Thai students taking on Groovystuff Design Challenge
Furniture Today Staff -- Furniture Today, October 3, 2012
Students from Thailand’s King Mongkut Institute of Technology Ladkrabang listen to a presentation about the Groovystuff Design Challenge.
Thailand's King Mongkut's Institute of Technology Ladkrabang is the latest university to take part in the Groovystuff Design Challenge. This program offers students a chance to design furniture for the U.S. market and earn royalties for their designs.
The Thai program, under the leadership of Professor Torvong Puipanthavong, will initially include 22 students from the KMITL's School of Architecture. This summer, they designed product to be considered for Groovystuff's Dick Idol licensed line of furniture.
The students received a pallet of materials from Groovystuff in late May to use in constructing a miniature version of the product they design. The designs will be on display at the High Point Market, in Suites at Market Square 1-836. Market attendees will vote on the designs, and the student with the most popular votes will receive a cash prize.
Later, samples of the product will be produced and the design with the most written orders will be included in the Dick Idol collection. The winner will receive royalties based on sales.
Since its inception in 2010, several other universities have taken part in the Groovystuff Design Challenge. They include Auburn University, Appalachian State University, The Art Institute of Las Vegas, University of Georgia, University of North Carolina, University of Idaho and Purdue University.
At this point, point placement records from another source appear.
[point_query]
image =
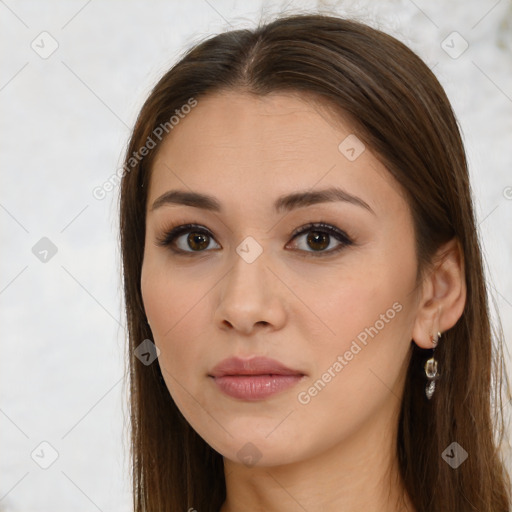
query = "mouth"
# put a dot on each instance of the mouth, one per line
(254, 379)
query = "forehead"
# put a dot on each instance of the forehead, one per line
(239, 144)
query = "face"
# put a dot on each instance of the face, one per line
(312, 297)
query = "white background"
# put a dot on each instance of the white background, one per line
(64, 124)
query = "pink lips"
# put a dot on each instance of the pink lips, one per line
(253, 379)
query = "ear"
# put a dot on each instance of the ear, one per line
(443, 295)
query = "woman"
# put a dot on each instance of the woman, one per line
(299, 242)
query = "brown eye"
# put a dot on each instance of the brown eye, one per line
(318, 240)
(198, 241)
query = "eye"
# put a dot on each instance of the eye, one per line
(319, 237)
(198, 239)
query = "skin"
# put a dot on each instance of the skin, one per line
(290, 304)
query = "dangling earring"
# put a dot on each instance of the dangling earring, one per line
(431, 369)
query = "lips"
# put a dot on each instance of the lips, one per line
(253, 379)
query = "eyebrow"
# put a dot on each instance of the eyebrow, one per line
(286, 202)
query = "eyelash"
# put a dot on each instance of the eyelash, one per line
(169, 237)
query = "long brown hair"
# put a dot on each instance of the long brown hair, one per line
(400, 111)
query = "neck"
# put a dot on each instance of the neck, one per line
(360, 473)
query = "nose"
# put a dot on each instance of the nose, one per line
(251, 297)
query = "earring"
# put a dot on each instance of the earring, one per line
(431, 369)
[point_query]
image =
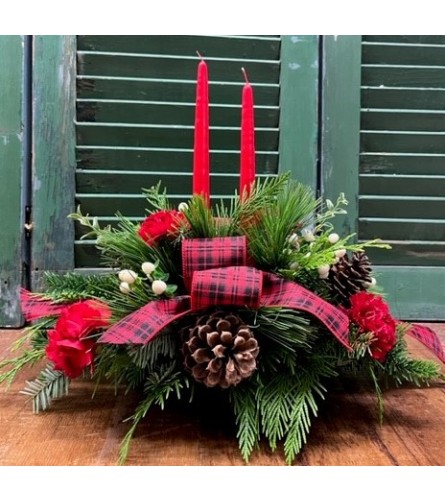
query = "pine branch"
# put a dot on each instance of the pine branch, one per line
(247, 418)
(159, 386)
(282, 333)
(286, 403)
(378, 393)
(270, 229)
(304, 406)
(26, 358)
(72, 286)
(162, 347)
(49, 385)
(156, 198)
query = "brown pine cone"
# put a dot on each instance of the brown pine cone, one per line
(349, 276)
(220, 350)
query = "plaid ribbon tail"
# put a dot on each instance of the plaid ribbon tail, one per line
(34, 307)
(428, 338)
(281, 293)
(142, 326)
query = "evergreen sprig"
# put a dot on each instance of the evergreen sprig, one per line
(159, 386)
(50, 384)
(245, 408)
(72, 286)
(269, 229)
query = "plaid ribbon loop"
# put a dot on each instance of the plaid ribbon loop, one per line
(238, 286)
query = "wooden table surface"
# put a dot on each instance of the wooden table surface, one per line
(79, 430)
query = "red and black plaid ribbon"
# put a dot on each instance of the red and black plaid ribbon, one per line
(217, 273)
(200, 254)
(428, 338)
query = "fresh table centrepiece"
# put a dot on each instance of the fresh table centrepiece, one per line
(257, 302)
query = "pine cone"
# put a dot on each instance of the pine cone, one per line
(349, 276)
(220, 350)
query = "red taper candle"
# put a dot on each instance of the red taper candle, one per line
(247, 165)
(201, 154)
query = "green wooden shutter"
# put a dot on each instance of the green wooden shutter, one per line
(11, 127)
(135, 115)
(402, 168)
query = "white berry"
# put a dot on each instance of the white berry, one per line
(324, 269)
(293, 238)
(148, 268)
(370, 284)
(333, 238)
(159, 287)
(127, 276)
(341, 252)
(124, 287)
(308, 235)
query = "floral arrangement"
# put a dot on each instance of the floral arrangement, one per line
(257, 301)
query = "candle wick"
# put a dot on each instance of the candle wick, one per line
(245, 75)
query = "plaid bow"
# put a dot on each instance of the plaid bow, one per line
(216, 274)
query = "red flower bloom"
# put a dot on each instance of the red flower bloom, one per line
(67, 347)
(68, 355)
(372, 314)
(159, 224)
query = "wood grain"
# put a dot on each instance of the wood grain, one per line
(79, 430)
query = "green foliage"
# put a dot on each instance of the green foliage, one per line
(203, 222)
(163, 347)
(280, 407)
(269, 231)
(70, 287)
(245, 408)
(50, 384)
(401, 368)
(159, 386)
(282, 335)
(156, 198)
(32, 345)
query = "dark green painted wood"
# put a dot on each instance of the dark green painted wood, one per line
(400, 185)
(121, 182)
(410, 254)
(403, 54)
(402, 120)
(299, 107)
(208, 46)
(402, 229)
(387, 98)
(11, 129)
(100, 134)
(163, 113)
(155, 160)
(403, 76)
(428, 39)
(341, 124)
(403, 142)
(417, 292)
(135, 116)
(412, 207)
(161, 67)
(53, 154)
(402, 164)
(171, 91)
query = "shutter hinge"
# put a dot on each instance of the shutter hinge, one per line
(28, 226)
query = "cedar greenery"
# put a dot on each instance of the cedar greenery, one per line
(297, 358)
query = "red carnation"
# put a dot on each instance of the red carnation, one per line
(159, 224)
(68, 348)
(372, 314)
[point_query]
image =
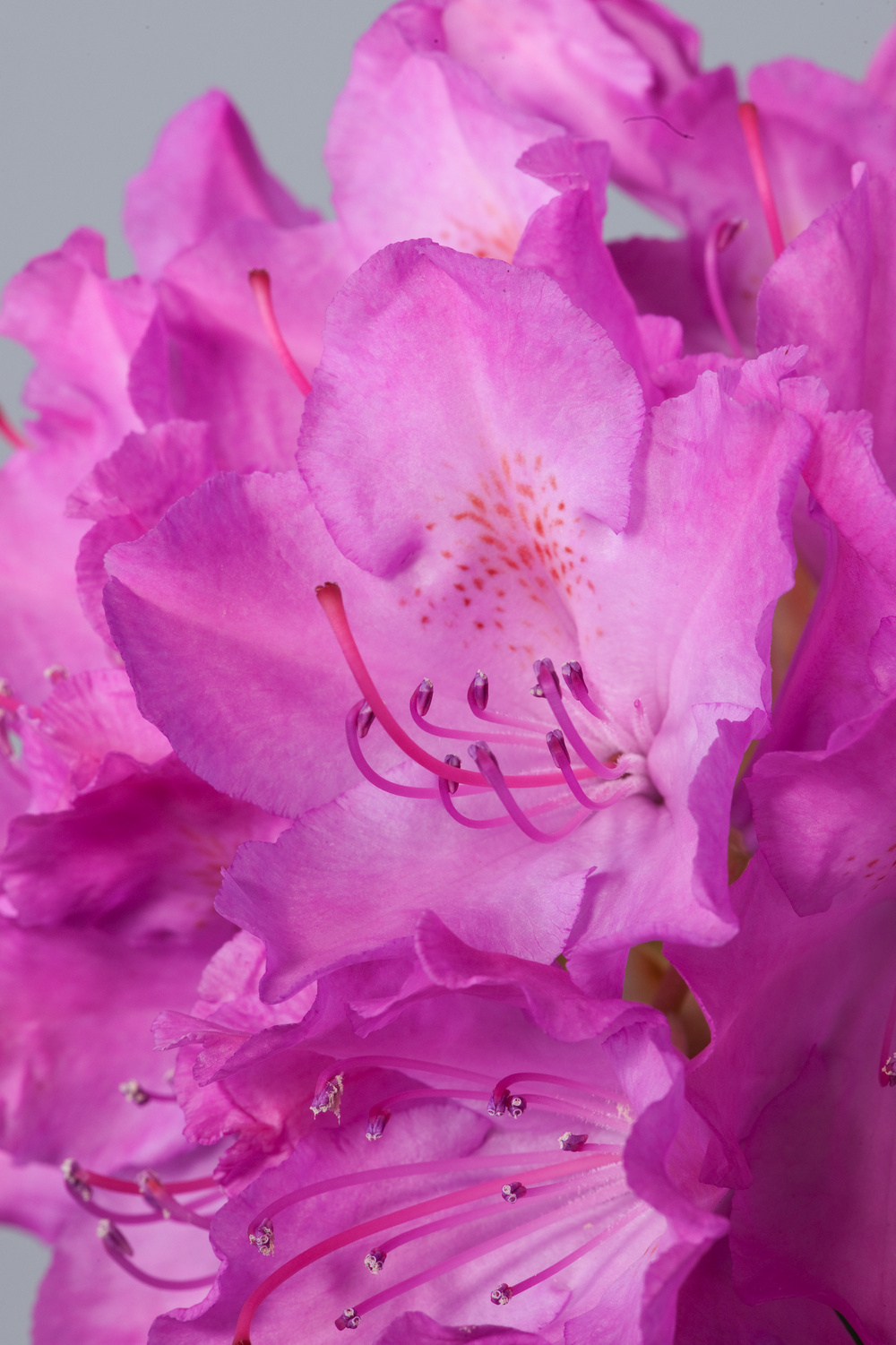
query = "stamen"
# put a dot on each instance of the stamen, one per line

In a statement, Groovystuff founder Chris Bruning said, "This new cooperative with the industrial design students in Thailand offers dealers carrying the Groovystuff line a whole new round of products designed from an entirely new perspective, untarnished by the pressures of U.S. trends and product saturation.
"Professor Tor is helping us get our message of sustainability out to a more global audience, and his instructional platform is based on energy conservation, quality of life, and the responsible use of resources when teaching design and we couldn't be more pleased by our partnership with him and the students.